Ite, missa est

Where my career on the Young Adult Catholics blog began. Big Star Restaurant, Wicker Park, Chicago. Via

Where my career on the Young Adult Catholics blog began. Big Star Restaurant, Wicker Park, Chicago. Via

“You do know the young adult group has a blog,” my friend told me.

It was an 85-degree evening in August 2010. We sat in front of a gas station in Chicago’s Wicker Park that had become a restaurant, which is the sort of thing that happens in Wicker Park. We were eating artisan tacos and drinking Goose Island, which is the sort of thing you do in Wicker Park.

A month before, I’d taken a trip to Boston. There, I’d audited a graduate course taught by liberation theology pioneer Gustavo Gutierrez. I was at a point in my life when I was stuck. Upon returning home, I felt I’d been given a huge shove to do something with my life right now, and to do it for God’s justice.

By the end of July, I had connected with Call To Action. I started volunteering there. I proceeded to announce it on Facebook. That’s where my friend saw it.

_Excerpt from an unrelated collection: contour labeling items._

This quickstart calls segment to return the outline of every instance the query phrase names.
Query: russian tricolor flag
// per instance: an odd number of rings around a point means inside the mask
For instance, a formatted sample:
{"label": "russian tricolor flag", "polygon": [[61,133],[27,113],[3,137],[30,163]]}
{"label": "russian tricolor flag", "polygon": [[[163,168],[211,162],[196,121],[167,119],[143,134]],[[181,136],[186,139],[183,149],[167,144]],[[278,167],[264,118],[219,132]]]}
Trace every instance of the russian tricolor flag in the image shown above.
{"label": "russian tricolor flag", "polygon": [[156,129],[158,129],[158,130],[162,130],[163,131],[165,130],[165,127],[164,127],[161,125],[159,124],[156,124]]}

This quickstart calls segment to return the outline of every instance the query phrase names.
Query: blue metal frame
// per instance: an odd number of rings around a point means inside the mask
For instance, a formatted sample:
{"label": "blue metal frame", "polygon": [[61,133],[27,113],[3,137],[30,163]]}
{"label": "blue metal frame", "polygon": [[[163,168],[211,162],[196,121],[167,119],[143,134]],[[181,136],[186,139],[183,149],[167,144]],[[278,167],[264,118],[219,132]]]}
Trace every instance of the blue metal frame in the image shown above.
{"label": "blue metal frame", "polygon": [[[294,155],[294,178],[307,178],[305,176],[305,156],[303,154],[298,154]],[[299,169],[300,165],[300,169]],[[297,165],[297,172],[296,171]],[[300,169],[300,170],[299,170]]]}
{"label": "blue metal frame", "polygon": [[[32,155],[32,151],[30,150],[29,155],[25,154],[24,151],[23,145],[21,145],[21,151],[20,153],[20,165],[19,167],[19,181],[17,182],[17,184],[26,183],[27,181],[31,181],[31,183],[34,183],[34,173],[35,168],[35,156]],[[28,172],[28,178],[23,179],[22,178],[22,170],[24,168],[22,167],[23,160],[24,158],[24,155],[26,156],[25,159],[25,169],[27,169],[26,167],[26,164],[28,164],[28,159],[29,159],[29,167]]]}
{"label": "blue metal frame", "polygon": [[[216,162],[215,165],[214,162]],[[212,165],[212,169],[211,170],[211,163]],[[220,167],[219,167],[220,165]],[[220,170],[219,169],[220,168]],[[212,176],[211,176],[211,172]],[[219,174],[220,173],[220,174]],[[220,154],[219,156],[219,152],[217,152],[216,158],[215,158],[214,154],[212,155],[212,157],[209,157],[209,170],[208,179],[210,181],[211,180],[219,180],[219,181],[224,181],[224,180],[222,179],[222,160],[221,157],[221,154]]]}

She messaged that we should talk.

She had once worked for CTA. Now she was telling me about their young adult ministry, CTA 20/30. Which, she said, had a blog.

“You need to get a column on that blog,” she emphasized, apropos of nothing. We weren’t talking about writing, or my being a writer, at all. Her instruction came from thin air. 

So I started emailing the blog editors. Back then, they were Kate Ward and Lacey Louwagie. They told me they’d like a sample piece.

I went to my Blogger account. I found a post I’d written about apparent anti-Semitism in Palm Sunday scripture readings. I cut it down to 500 words and sent it along.

Shortly afterward, I was in. I’ve been at it since.

That November, I attended Call To Action’s annual conference. I went to a breakout session on religious news and media, featuring NCR writers like Bob McClory and Jamie Manson.

I sat alongside my friend from taco night in Wicker Park. She had very much liked the things I was writing over the past couple of months. She had told me so.

Suddenly, during the presentation, she leaned over. Again apropos of nothing, she asked me in a mysterious, momentous whisper:

“So, have you found your vocation?”


I had not found my entire vocation. But I had, indeed, found much of it.

With that encouragement, and with the encouragement of other important folks as well, I’ve tried to live up to that portion of my call. Namely, to use my writing to stand with people who have things done to them in the name of God. I’ve tried to stand here, in this place, with you.

I’ve had some particular favorites, as any writer does. I’ve written about the clunkiness of the current Roman missal (in fact, I’ve written about it twice), the church’s role in the Wikileaks scandal, the election of Pope Francis, an unfortunate exorcism service in Illinois, the Gothic horrors of “Grandma’s Bread,” how to compare the Vatican to the Chicago Democratic machine, my mother’s memories of going to confession, why I stay Catholic, the waning hours of Cardinal George’s term of office, the experience of being taught theology (again in Boston) by near-martyr Jon Sobrino, why parishes are good, and the Resurrection. Young Adult Catholics also snagged me an online newspaper column, as well as the opportunity to contribute to one book, and then another.

This, then, is my 105th post at Young Adult Catholics. It is also my last.

I’ve held the mic for a long time, more than four and a half years. If you hold the mic too long, it becomes a throne. If the church justice movement stands for nothing else, it stands for the principle that turnabout, of all kinds, is fair play.

I believe the moment has come for some turnabout. The moment has also come for me to pursue other writing outlets.

I thank you for accompanying me on the journey. Because that’s what it’s been. For me, anyway.

I am indebted to those folks who, upon reading my stuff here, have given me opportunities to be published elsewhere. Most especially, I am grateful for those of you whom I have personally met and befriended.

I am not disappearing. My homepage will continue to feature my blogging, occasional photography, and links to my work at other venues.

I can think of no better last words than ancient liturgical ones. Ite, missa est. Go, the Mass is ended. Go, for you are sent.

2 thoughts on “Ite, missa est

  1. Your parting entry is as eloquent as always, and I am very sorry to see you go. However, it is a real gift to listen to that place in your heart that tells you it is time to move on, and to have the courage to act on it.

    • It wasn’t an easy decision. But as my hometown Mayor Daley put it when he retired the same year that I started at the YAC blog: “Simply put, it’s time.” I’ve not quit writing, though, and never will. I can be found at my own site, and hopefully at other places soon.